Exploration Documented

The collection's photos document the activities of some of Canada's first explorers and administrators. The role of the Royal Canadian Mounted Police for instance, is presented in the Francis French collection and through the voyages of the RCMP steamer, the St. Roch. The collection also examines some of the first concerted efforts made by the scientific community to study, survey and understand the Arctic and its environment. The two missions to Baffin Island organized by P.D. Baird, the first Director of AINA's Montreal office and the British-Canadian Expeditions of the 1930s were some of the early twentieth century's most extensive missions of discovery and were extensively documented by photographers. Photographic records of the first Canadian military exercises into the Arctic, Operations Lemming and Muskox, have also been carefully preserved and donated to the Institute's collection. These photos illustrate the paths taken by the Canadian Army as it expanded its reach north of 60° for the first time after the Second World War.

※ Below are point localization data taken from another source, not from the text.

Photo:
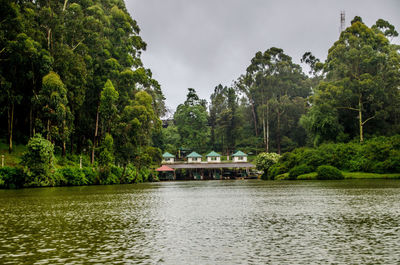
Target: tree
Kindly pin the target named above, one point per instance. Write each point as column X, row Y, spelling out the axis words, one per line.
column 271, row 83
column 362, row 76
column 265, row 160
column 191, row 121
column 38, row 161
column 53, row 107
column 108, row 105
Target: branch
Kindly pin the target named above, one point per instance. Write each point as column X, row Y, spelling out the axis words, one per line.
column 370, row 118
column 349, row 108
column 76, row 46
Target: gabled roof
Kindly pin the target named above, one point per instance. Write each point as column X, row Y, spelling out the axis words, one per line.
column 194, row 154
column 164, row 168
column 239, row 153
column 168, row 155
column 213, row 154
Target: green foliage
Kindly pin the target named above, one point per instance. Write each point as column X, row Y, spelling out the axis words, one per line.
column 191, row 121
column 265, row 160
column 91, row 175
column 11, row 177
column 378, row 155
column 299, row 170
column 108, row 109
column 38, row 162
column 328, row 172
column 71, row 176
column 275, row 170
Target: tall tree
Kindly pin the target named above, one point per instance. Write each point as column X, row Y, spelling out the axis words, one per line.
column 362, row 77
column 191, row 121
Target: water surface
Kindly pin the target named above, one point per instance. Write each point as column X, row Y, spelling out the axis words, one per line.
column 204, row 222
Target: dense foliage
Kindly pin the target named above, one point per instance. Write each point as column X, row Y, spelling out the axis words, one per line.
column 274, row 107
column 376, row 155
column 328, row 172
column 71, row 71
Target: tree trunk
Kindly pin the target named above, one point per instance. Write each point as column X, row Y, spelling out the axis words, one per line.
column 265, row 134
column 10, row 126
column 360, row 119
column 95, row 132
column 254, row 117
column 278, row 132
column 267, row 143
column 48, row 130
column 30, row 122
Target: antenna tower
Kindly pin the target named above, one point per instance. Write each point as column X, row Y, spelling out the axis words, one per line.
column 342, row 21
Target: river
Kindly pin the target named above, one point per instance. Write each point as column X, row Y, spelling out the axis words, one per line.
column 204, row 222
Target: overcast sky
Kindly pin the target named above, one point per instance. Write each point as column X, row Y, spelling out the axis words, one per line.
column 202, row 43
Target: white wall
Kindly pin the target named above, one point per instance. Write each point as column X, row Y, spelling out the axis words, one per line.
column 192, row 159
column 240, row 159
column 168, row 160
column 217, row 159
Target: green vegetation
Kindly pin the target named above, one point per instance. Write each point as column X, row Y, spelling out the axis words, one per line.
column 71, row 72
column 274, row 107
column 328, row 172
column 376, row 155
column 73, row 86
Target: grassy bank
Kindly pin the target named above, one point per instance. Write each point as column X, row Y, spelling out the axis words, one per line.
column 347, row 175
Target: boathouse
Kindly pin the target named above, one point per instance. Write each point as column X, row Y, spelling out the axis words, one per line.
column 194, row 157
column 239, row 156
column 168, row 158
column 213, row 157
column 213, row 168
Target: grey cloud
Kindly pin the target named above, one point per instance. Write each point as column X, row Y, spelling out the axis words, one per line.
column 201, row 43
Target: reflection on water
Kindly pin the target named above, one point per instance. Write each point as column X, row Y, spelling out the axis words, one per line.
column 205, row 222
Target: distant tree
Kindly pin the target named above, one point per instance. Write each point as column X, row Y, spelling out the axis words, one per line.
column 38, row 161
column 191, row 120
column 362, row 78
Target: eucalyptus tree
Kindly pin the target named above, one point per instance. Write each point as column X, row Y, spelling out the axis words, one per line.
column 362, row 78
column 271, row 83
column 191, row 119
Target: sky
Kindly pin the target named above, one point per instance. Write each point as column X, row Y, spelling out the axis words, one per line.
column 203, row 43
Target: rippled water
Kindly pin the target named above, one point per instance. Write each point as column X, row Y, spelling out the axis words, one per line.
column 204, row 222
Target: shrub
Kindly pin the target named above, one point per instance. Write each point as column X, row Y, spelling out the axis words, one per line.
column 73, row 176
column 275, row 170
column 265, row 160
column 38, row 162
column 328, row 172
column 299, row 170
column 11, row 177
column 91, row 175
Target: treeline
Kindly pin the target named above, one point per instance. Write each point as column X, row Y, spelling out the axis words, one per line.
column 71, row 71
column 275, row 107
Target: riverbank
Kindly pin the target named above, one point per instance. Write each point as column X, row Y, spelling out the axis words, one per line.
column 347, row 175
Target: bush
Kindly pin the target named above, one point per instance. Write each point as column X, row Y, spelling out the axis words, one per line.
column 328, row 172
column 11, row 177
column 91, row 175
column 275, row 170
column 73, row 176
column 38, row 162
column 299, row 170
column 265, row 160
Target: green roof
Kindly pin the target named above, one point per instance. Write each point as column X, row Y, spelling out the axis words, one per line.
column 168, row 155
column 239, row 153
column 212, row 153
column 194, row 154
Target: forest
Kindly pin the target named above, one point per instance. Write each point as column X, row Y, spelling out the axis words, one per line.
column 74, row 90
column 275, row 107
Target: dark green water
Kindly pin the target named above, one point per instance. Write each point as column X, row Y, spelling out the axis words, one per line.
column 204, row 222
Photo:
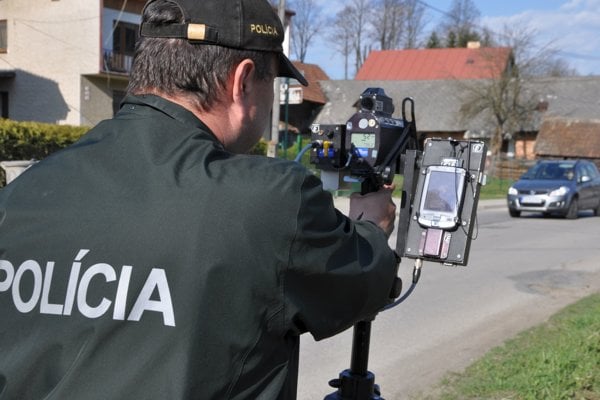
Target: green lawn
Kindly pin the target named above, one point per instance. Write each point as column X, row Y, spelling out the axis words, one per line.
column 554, row 361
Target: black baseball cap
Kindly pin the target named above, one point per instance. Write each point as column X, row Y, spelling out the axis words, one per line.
column 240, row 24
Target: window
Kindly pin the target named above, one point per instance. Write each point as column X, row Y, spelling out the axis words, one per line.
column 124, row 38
column 3, row 36
column 118, row 97
column 3, row 104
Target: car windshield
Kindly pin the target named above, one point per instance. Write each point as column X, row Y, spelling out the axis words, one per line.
column 551, row 171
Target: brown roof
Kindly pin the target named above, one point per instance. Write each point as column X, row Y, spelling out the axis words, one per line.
column 432, row 64
column 313, row 74
column 572, row 138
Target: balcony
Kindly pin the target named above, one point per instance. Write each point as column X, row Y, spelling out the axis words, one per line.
column 116, row 62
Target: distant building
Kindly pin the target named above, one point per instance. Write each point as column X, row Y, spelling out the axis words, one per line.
column 65, row 61
column 68, row 61
column 436, row 64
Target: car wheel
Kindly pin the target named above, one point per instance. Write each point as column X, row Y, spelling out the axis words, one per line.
column 573, row 211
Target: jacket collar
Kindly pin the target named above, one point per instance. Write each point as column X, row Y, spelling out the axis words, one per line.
column 172, row 110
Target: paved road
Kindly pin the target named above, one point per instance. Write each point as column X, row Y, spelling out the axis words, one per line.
column 520, row 272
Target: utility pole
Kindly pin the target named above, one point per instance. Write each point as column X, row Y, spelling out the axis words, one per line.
column 272, row 149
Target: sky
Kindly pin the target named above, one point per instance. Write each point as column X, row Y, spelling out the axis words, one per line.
column 570, row 26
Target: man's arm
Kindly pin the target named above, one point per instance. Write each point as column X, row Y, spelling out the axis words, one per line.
column 341, row 271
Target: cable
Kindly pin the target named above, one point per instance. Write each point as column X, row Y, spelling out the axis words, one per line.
column 304, row 150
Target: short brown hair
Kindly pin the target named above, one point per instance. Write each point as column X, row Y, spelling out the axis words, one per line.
column 179, row 67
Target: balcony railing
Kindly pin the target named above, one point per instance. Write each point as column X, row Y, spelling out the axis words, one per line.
column 117, row 62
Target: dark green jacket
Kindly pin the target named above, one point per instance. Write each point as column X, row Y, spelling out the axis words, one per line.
column 146, row 262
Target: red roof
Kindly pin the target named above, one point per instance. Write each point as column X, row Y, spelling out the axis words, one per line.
column 313, row 74
column 431, row 64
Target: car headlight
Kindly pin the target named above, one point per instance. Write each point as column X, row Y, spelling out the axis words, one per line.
column 561, row 191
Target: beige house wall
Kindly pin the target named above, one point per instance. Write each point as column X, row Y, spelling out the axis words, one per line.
column 55, row 52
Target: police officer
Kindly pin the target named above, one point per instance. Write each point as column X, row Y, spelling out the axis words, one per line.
column 147, row 261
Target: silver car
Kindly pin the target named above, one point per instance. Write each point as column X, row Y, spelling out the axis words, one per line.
column 561, row 187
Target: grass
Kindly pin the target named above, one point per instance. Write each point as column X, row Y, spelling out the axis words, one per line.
column 556, row 360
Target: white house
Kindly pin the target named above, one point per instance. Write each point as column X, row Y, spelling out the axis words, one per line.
column 65, row 61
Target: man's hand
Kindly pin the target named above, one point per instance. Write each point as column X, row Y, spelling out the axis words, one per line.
column 376, row 207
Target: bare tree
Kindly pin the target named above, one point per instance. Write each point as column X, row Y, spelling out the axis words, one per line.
column 387, row 20
column 342, row 35
column 414, row 12
column 460, row 23
column 307, row 24
column 509, row 101
column 356, row 16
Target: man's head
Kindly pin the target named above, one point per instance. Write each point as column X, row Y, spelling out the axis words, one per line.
column 191, row 49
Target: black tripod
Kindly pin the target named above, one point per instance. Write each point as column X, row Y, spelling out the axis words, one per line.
column 358, row 383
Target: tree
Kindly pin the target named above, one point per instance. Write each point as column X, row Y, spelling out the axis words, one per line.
column 434, row 41
column 414, row 12
column 342, row 34
column 307, row 24
column 460, row 23
column 387, row 21
column 509, row 101
column 350, row 31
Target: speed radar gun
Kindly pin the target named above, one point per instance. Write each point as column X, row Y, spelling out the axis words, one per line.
column 440, row 190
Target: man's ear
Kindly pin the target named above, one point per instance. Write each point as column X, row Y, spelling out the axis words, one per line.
column 243, row 78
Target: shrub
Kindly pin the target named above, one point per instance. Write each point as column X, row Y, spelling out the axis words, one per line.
column 34, row 140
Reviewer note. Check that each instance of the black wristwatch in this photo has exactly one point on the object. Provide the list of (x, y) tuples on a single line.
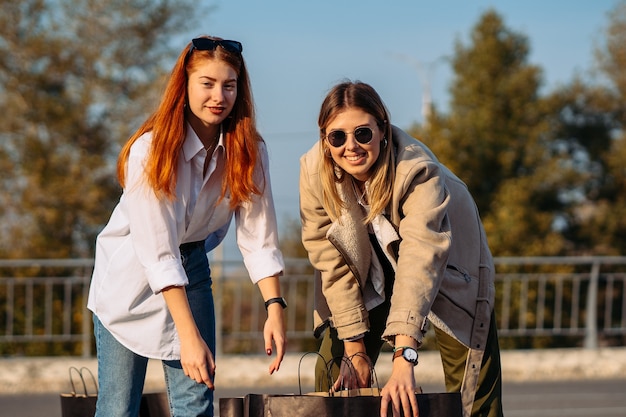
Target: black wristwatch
[(279, 300), (408, 353)]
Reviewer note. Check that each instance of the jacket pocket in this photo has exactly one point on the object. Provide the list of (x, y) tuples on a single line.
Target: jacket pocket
[(461, 288)]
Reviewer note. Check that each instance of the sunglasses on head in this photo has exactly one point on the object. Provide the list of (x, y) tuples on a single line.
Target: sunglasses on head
[(363, 135), (206, 44)]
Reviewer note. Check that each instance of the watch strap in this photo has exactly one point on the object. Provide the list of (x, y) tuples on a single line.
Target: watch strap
[(279, 300)]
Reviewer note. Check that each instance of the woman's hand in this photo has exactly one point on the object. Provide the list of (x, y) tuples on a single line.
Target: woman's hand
[(400, 391), (274, 331), (197, 360), (195, 356)]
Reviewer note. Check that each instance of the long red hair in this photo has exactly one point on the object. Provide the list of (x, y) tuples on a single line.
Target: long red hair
[(169, 129)]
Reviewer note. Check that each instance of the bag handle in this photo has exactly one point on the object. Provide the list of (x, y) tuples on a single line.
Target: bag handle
[(299, 368), (330, 364), (373, 376), (82, 379)]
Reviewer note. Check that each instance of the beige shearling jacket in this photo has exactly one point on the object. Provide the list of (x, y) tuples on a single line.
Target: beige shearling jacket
[(444, 270)]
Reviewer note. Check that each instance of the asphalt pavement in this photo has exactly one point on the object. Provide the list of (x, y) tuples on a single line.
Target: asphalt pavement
[(549, 383)]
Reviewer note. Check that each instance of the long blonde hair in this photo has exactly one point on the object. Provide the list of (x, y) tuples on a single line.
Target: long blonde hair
[(362, 96), (169, 129)]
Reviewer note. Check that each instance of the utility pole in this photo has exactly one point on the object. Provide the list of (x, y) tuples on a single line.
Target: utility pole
[(425, 72)]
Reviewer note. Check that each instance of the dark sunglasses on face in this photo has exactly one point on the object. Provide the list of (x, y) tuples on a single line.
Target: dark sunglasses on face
[(337, 138), (206, 44)]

From Soldiering to Science

The AINA collection follows the paths of explorers, soldiers and scientists; yet no mission to the Arctic was ever so easily defined. When the Canadian Army conducted northern exercises, it brought scientists and cartographers. When geologists and biologists traveled north to study the natural environment they planted flags and asserted Canadian sovereignty. The RCMP mapped and administered, conducted sovereignty patrols and collected taxes, while merchants established outposts and continuously pushed the Arctic frontier farther north.

A Visual Record

The Arctic Institute's collection is a visual record of this development of the Canadian Arctic. It documents the expansion of government involvement in the North and the activities of all manner of scientists, adventurers and explorers. Each of these expeditions strengthened Canada's place in the Arctic while continuously pushing forwards the boundaries of our understanding of the Canadian North.